The Growing Need for Privacy-Preserving Blockchain Solutions
With the recent Ledger hack, blockchain privacy has become a hot topic since transactions can be tied back to wealthy users. It creates security and privacy risk for individuals. Moreover, the recent surge in the DeFi – coupled with the fact that the space is highly unregulated – has raised serious concerns in the crypto community. As a result, investors are pouring money into blockchain-based security protocols. The retail giant, Paypal, recently acquired Curv – a cryptocurrency security startup that uses multiparty computation (MPC) technology to secure its network. On the other hand, Zengo has raised $20 million in funding to further its development plans of the keyless cryptocurrency wallet.
The soaring crypto market has brought in the excessive need for multiparty computation platforms like ARPA and Zero-Knowledge Proof (ZKP) protocols to preserve the privacy and anonymity of users.
MPC technology is based on the principles of Shamir’s Secret Sharing. According to these rules, a blockchain-based network breaks the private data into small pieces and then shares them among the participants without revealing the data source. MPC is leveraged by APRA to secretly share the data on its network, thereby preserving the anonymity of its users.
A Universal Standard for Defining the Framework for Machine Learning
The IEEE is the largest technical professional organization that promotes high-quality engineering, technology, and computing information. The IEEE Standard Association (SA) is an Operating Unit within IEEE that nurtures, develops, and advances global standards in multiple industries, including IoT, AI, ML, Power and Energy, Consumer Technology, etc.
The IEEE SA P2830 standard defines an architecture for machine learning. It is referred to as training a model using encrypted data accumulated from different sources and getting it processed from a trusted third party. This standard is used by engineers and developers worldwide.
Alibaba initiated the submission for IEEE SA P2830, which was later joined by ARPA and other representatives from academia and industry. All of them formed a group together and submitted the draft copy of the standard to the association. As such, the IEEE SA develops a new standard using a standard process consisting of six stages. ARPA has now passed three stages and proved that the standard is sufficiently stable. The draft is now at “Balloting the Standard” step.
In order to pass, a minimum of 75% of all ballots from a balloting group must return, and all these ballots must bear a “yes” vote. The working group comprising Alibaba, APRA, and other contributors are now waiting for the result as ballots usually last 30 to 60 days.
ARPA’s History with Privacy-Preserving Computing Technologies
Since its inception in 2018, ARPA has been developing and researching privacy-focused solutions. The platform uses Multi-Party Computation technology to separate data utility from ownership to enable data renting. In 2019, ARPA partnered with MultiVAC to enable developers to furnish mathematical guarantees of security and privacy of their dApps. A year later, its broader focus on privacy led APRA to win the “2020 Privacy-preserving Computation Emerging Power” award.

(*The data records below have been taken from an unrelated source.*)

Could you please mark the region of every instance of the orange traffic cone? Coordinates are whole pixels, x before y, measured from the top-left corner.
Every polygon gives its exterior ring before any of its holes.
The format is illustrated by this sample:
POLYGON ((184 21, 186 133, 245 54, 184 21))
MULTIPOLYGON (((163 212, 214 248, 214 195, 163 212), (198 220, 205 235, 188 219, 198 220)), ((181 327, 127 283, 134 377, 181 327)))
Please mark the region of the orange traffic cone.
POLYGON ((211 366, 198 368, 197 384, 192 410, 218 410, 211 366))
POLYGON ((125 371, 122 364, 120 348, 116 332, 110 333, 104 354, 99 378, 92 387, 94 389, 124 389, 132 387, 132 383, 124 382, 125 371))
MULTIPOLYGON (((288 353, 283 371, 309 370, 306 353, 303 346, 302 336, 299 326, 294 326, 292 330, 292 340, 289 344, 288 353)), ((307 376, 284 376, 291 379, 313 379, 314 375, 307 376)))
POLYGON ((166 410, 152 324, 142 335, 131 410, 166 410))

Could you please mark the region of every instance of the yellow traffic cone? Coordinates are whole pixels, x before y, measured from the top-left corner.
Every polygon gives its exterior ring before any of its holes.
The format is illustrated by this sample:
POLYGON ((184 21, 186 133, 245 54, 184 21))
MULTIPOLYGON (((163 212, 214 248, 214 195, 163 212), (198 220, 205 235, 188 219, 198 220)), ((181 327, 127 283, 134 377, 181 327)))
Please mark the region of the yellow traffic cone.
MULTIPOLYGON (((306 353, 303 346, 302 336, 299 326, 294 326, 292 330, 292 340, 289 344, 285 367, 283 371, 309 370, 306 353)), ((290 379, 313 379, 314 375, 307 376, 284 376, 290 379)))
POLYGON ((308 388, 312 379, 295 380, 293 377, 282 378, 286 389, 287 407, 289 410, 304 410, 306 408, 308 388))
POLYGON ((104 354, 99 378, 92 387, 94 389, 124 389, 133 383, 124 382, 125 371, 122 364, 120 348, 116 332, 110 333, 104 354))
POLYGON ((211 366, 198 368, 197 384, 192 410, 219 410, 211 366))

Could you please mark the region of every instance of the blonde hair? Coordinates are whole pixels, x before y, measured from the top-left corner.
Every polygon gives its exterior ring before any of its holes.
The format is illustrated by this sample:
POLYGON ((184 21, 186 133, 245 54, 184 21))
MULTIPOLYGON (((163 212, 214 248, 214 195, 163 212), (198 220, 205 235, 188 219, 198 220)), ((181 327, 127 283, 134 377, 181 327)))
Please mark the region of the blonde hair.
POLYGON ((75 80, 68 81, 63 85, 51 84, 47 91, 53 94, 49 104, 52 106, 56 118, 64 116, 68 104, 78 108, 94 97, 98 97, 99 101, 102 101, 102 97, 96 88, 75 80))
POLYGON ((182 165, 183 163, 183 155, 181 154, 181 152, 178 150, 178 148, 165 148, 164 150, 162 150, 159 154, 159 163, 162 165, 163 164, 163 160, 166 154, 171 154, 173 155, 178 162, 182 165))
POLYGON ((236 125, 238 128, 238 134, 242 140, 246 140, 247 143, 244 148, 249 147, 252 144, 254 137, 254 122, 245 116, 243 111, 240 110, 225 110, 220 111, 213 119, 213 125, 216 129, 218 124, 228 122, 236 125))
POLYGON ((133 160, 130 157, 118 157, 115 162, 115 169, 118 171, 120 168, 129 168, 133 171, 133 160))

In the last few months, ARPA has collaborated with industrial partners and standardization institutions to draft various privacy-preserving computation standards for multiple industries. The submission of the IEEE P2830 standard is a part of ARPA’s mission of working with global companies and academies to provide the framework and practical advice to developers and architects. Moreover, it also acknowledges the project’s contribution to building privacy-based frameworks.